Project Baseline

The work at UV Irvine summarized here on the genetic effects of climate change on different kinds of plants is interesting enough. But what particularly intrigued me was the reference to a Project Baseline, “a national effort to collect and preserve seeds from contemporary plant populations.” Unfortunately I was not able to find anything more about this on the internet. Anyway, sounds like they need something similar in Armenia.

Farming Hoodia

Another example of a wild species being farmed: this article in the San Francisco Chronicle tells the story of Hoodia gordonii cultivation in southern Africa. The species is the source of a hunger suppressant which Unilever has been licensed to commercialize, with a royalty payment going to San tribesmen. Another Hoodia species may have potential as a salad vegetable. Prices are such that there is a thriving smuggling trade in wild-harvested product. Some Namibian farmers are trying to cultivate the plant – organically – but it is not easy.

Ocean’s prairies dying

A press release from University of California at Davis says that seagrasses, which deliver considerable ecosystem services, are vanishing, but because they are generally out of sight they are also out of mind. Susan Williams, a UC Davis marine biologist, is one author of a report on the plight of seagrasses in the journal BioScience; unfortunately the journal is behind a subscription wall, so I cannot tell you more.

Livestock at risk

Another report from FA0 says that 20 percent of the world’s livestock breeds are at risk. And the culprits are those we’ve come to know and love; intensification, globalization, modernization. So what’s new? They may be planning to do something about it, that’s what. The report is part of a process leading up to the first International Technical Conference on Animal Genetic Resources, to be hosted by the Government of Switzerland, in Interlaken in September 2007. Anyone out there want to keep an eye specifically on that topic?

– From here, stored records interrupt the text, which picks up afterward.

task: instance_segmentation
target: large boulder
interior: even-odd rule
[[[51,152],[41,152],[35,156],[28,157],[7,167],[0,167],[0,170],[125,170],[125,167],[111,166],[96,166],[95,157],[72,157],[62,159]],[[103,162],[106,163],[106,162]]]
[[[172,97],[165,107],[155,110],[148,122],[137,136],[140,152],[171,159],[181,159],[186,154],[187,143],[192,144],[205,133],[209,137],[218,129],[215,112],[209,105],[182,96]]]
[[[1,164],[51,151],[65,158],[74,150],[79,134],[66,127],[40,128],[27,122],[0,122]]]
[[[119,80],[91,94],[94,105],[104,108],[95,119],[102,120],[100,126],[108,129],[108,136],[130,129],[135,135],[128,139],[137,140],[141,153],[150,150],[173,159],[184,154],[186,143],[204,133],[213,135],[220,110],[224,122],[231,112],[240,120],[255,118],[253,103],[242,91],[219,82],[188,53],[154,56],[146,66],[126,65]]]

Tidings of discomfort and sorrow

Frankincense — traditional gift at this time of the year — is the resin of a tree called Boswellia papryrifera native to the Horn of Africa. Alas, a scientific study in the Journal of Applied Ecology proves that tapping the tree for resin decreases the number of flowers and seeds the tree produces, thus “potentially” harming the regeneration of the frankincense woodlands. Non-tapped trees produce three times more seeds than tapped trees, and those seeds are five times more likely to germinate. The authors say that collectors should make fewer taps per tree and allow long rest periods with no tapping.